The Nation (Nairobi)

Kenya: Reparations is a Small Price to Pay for Atrocities Committed By the British

opinion

Photo: The Nation
Mau Mau war veterans and their sympathisers outside No 10 Downing Street, the British Prime Minister’s residence where they handed in their reparation petition.

Nairobi — It is never too late to apologise for wrongs done. Her Majesty's Government should apologise to the people of Kenya for the now well-documented and horrendous atrocities committed by British forces during the 1952-1962 Mau Mau uprising. An apology will speed up the healing and reconciliation.

It will also help the British to confront the ghosts of their dark colonial past in Kenya. And it is a small price to pay.

The British colonialists justified colonialism and their actions on the basis of cultural and racial superiority. Refusal to apologise will cast the British as boorish, uncouth, ungracious, ill-mannered and racist, and will have ramifications for years to come.

Their refusal to apologise will also be contrasted with the willingness of Germans to apologise for the Holocaust and pay compensation to the Jews and to apologise, though belatedly, to the Herero people of Namibia for the 1904-1907 massacre.

If they do not apologise, the British will be put to shame by the Italians who have not only apologised to Libyans for their equally despicable colonial history in Libya but have agreed to pay reparations of $5 billion.

If the British refuse to apologise, they will be doubly shamed. The British settlers, who committed many of the atrocities, either left Kenya with a golden handshake or still remain in the country enjoying the spoils of colonialism.

The British have no moral leg to stand on. The barbarities they committed during the Mau Mau were against all standards of civilised behaviour and international law. Their brutality was unparalleled in colonial Africa.

Apologising is a moral issue. If they refuse to apologise, they will be making a fool of themselves, because that is equivalent to refusing to admit that torture took place under their rule. They should face up to their shameful past.

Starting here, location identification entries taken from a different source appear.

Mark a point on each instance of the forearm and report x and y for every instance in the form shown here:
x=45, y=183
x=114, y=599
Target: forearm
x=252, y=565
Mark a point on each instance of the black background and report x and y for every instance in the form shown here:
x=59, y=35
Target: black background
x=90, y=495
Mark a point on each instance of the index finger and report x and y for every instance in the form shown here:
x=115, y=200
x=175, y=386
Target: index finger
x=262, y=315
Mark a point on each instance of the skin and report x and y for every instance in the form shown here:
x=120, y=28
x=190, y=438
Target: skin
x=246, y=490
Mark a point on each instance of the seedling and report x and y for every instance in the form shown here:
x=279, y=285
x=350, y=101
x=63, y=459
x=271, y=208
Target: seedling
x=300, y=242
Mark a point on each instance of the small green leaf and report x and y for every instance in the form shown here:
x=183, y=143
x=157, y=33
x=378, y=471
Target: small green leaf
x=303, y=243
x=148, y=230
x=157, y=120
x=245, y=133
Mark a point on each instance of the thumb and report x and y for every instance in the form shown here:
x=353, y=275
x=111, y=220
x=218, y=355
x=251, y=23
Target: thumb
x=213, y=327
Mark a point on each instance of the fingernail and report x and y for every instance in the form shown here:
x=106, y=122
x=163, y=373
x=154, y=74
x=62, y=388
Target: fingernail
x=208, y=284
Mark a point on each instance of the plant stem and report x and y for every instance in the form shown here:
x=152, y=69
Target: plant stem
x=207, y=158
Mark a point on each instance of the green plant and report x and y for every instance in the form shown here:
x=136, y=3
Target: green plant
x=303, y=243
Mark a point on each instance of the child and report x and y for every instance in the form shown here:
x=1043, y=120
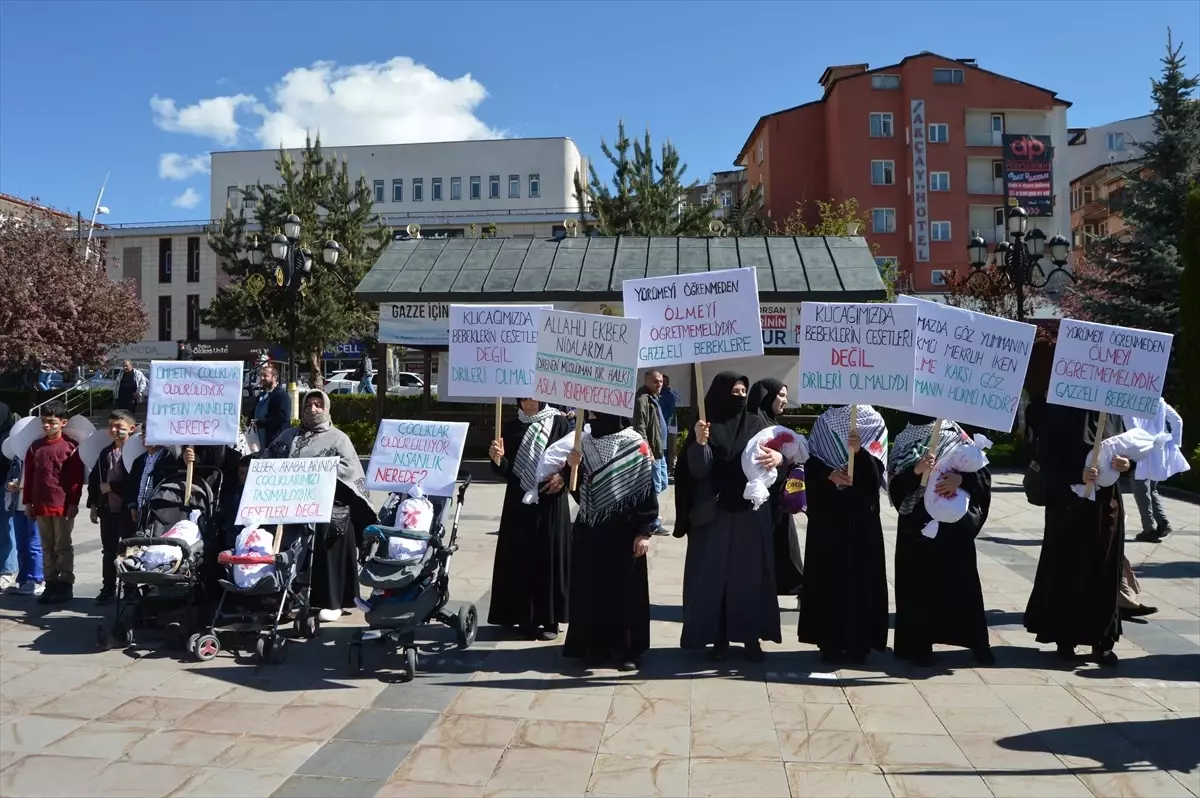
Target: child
x=106, y=499
x=53, y=486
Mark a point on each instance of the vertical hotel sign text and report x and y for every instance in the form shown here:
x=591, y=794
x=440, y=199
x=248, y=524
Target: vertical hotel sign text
x=919, y=183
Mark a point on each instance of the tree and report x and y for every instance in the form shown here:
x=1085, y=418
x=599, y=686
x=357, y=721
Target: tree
x=330, y=205
x=1146, y=258
x=647, y=196
x=57, y=309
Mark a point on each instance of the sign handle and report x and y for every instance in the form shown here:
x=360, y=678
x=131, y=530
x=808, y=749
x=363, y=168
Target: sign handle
x=1096, y=449
x=933, y=447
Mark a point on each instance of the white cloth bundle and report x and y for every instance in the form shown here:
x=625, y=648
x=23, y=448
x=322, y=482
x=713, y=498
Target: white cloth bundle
x=792, y=445
x=1133, y=444
x=966, y=459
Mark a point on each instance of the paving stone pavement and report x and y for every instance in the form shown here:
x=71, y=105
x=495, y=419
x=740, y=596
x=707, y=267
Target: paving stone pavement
x=511, y=718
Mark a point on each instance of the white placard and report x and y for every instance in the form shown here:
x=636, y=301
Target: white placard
x=493, y=349
x=696, y=318
x=857, y=354
x=193, y=403
x=1114, y=369
x=588, y=361
x=417, y=454
x=288, y=491
x=970, y=367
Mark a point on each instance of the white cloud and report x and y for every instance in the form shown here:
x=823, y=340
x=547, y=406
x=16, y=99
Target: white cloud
x=190, y=198
x=211, y=118
x=173, y=166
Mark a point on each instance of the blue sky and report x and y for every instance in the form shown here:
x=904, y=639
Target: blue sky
x=77, y=78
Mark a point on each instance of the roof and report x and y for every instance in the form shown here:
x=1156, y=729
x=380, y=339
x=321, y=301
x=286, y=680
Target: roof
x=593, y=269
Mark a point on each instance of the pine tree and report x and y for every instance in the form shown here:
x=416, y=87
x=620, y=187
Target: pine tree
x=330, y=205
x=1145, y=259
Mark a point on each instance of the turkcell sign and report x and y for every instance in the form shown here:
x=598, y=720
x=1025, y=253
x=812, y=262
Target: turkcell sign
x=919, y=183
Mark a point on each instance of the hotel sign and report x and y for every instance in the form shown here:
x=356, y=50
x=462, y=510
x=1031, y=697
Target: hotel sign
x=919, y=183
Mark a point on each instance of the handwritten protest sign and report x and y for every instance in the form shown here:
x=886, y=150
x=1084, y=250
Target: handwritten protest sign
x=857, y=354
x=492, y=349
x=288, y=491
x=588, y=361
x=970, y=366
x=695, y=318
x=1109, y=369
x=417, y=454
x=193, y=403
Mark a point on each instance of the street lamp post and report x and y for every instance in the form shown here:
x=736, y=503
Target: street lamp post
x=1020, y=261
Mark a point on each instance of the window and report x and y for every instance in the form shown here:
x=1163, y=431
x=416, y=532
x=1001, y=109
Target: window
x=165, y=261
x=883, y=220
x=883, y=173
x=193, y=259
x=948, y=76
x=165, y=318
x=881, y=125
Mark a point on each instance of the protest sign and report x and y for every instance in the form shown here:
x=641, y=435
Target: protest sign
x=193, y=403
x=857, y=354
x=1109, y=369
x=492, y=349
x=695, y=318
x=970, y=367
x=417, y=454
x=288, y=491
x=587, y=361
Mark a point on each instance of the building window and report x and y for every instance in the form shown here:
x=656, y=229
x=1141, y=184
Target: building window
x=165, y=318
x=883, y=220
x=883, y=173
x=165, y=261
x=948, y=76
x=881, y=125
x=193, y=259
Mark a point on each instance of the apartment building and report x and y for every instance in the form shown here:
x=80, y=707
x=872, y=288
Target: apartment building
x=919, y=145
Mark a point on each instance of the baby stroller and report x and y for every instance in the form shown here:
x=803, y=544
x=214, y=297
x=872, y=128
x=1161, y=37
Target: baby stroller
x=157, y=577
x=418, y=582
x=255, y=606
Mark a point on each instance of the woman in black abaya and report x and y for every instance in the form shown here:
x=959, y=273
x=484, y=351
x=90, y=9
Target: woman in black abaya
x=529, y=576
x=768, y=397
x=610, y=581
x=729, y=585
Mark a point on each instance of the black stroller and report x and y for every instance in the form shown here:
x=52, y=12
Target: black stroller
x=159, y=579
x=418, y=583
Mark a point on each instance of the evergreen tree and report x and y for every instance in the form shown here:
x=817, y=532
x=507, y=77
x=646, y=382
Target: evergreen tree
x=330, y=205
x=1145, y=259
x=647, y=197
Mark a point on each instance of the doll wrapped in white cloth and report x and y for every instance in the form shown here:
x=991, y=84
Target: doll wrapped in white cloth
x=791, y=444
x=966, y=459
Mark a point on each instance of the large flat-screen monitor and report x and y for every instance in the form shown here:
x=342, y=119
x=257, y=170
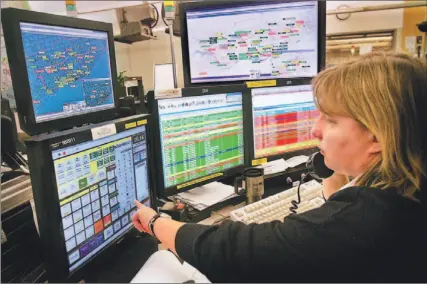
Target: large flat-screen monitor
x=85, y=182
x=63, y=69
x=200, y=137
x=252, y=40
x=282, y=118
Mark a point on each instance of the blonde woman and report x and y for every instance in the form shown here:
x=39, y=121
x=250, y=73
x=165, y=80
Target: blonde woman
x=372, y=127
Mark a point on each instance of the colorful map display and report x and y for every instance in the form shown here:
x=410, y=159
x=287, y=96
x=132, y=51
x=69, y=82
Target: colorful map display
x=283, y=118
x=68, y=70
x=200, y=136
x=253, y=42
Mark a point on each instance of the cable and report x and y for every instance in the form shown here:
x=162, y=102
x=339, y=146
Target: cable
x=163, y=15
x=157, y=16
x=295, y=203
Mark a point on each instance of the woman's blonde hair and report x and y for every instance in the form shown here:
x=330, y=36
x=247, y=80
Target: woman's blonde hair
x=386, y=94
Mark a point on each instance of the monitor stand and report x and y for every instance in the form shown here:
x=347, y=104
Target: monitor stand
x=122, y=262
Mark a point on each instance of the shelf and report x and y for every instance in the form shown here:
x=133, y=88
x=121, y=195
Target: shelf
x=133, y=38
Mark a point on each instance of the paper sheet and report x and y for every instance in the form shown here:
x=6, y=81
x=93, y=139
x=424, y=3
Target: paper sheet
x=207, y=195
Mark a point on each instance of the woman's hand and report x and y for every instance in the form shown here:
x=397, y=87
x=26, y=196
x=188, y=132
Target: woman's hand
x=141, y=217
x=333, y=183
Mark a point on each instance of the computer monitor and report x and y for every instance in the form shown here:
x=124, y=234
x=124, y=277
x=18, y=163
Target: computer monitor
x=282, y=118
x=251, y=40
x=85, y=182
x=199, y=137
x=63, y=69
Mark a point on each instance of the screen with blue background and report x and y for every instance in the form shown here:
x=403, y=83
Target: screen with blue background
x=68, y=70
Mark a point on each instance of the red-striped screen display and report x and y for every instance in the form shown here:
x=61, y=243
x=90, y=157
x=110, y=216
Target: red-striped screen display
x=282, y=119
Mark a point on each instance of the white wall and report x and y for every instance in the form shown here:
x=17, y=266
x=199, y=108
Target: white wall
x=366, y=21
x=147, y=53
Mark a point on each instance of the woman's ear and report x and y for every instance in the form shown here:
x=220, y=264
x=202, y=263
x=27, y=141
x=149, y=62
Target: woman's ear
x=375, y=147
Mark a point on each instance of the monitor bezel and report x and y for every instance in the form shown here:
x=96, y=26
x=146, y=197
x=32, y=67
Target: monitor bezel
x=162, y=191
x=185, y=6
x=46, y=194
x=253, y=161
x=11, y=19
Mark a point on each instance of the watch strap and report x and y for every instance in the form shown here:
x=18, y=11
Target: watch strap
x=151, y=223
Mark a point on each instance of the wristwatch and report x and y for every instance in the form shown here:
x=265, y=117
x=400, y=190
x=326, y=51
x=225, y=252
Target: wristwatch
x=153, y=219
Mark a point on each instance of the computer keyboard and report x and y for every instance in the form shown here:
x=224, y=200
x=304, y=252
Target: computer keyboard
x=276, y=207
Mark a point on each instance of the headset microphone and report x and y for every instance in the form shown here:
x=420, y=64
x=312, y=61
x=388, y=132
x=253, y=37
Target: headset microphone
x=316, y=166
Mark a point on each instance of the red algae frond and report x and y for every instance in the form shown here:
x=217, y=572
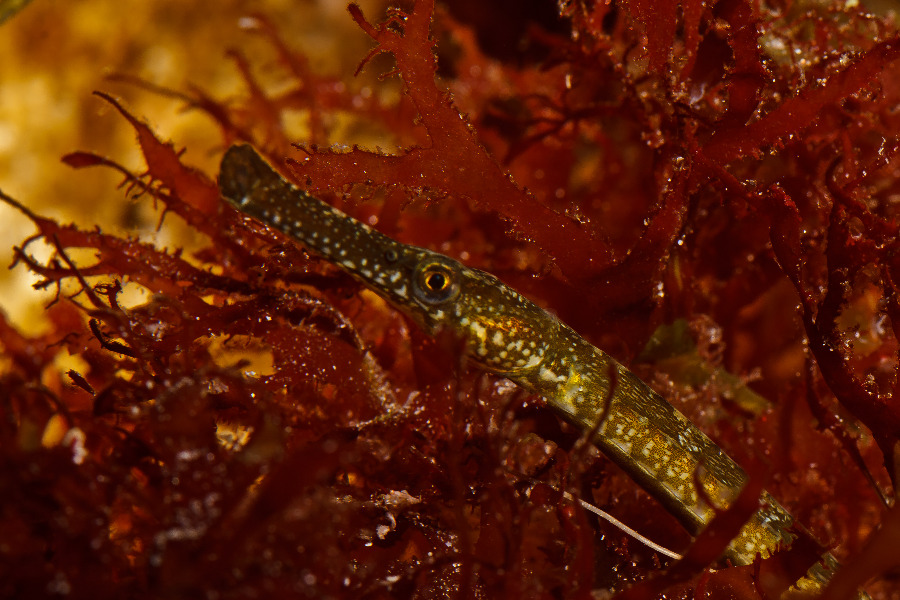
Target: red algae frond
x=259, y=425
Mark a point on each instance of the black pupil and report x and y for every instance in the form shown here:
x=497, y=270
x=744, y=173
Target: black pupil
x=436, y=282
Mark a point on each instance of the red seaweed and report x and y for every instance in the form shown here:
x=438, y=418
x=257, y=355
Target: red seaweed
x=258, y=425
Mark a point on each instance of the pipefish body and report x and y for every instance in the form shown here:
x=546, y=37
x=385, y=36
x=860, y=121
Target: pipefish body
x=509, y=336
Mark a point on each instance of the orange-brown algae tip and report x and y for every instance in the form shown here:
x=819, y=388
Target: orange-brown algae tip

They rounded up Mau Mau suspects in concentration camps similar to those in Nazi Germany where they tortured and killed. The senseless killings, violence, torture, forced labour and internment far exceeded military requirements.

The British violated international law in force at the time including the Universal Declaration of Human Rights, Geneva Conventions, Forced Labour Convention and European Convention on Human Rights.

The physical and mental scars of the violence and deprivation visited on Kenyans are unspeakable, their effect on families long-lasting.

Kenyans should not be expected to forget the crimes against humanity committed by the British and the British should not, as they have tried to do during the court case for compensation filed at the High Court of Justice in London, try to hide behind legal technicalities.

The British Foreign Office has argued that the claim by the Mau Mau veterans is invalid because of the time that has passed. Any liability, it says, rested with the Kenyan authorities after independence in 1963, and it would contest the claims to the bitter end. But how does a government inherit the brutalities committed by another?

Britain also holds that Mau Mau "remains a deeply divisive issue" in Kenya which "historians continue to debate". Britain created that divisiveness and debate.

It created "home guards" to fight fellow Kikuyu, and close to two decades it demonised the Mau Mau as savages who slaughtered white people as they slept in their beds and raped white women and children. It gave the world a new English word, "maumauing", which means "to terrorise, to intimidate".

Yet records, including the more than 17,000 pages of reports by British officers implicated in the atrocities shipped from Kenya and until recently hidden by the Foreign Office, show that the most widespread and savage acts were committed by the British.

So do books published in recent years, including Britain's Gulag: The Brutal End of Empire in Kenya, by Harvard professor Caroline Elkins, which won the 2006 Pulitzer Prize for non-fiction, and Histories of the Hanged: The Dirty War in Kenya and the End of Empire, by Oxford academic David Anderson.

The British have no moral choice but to apologise for their dirty war in Kenya. And, of course, that would be a first step to reparations.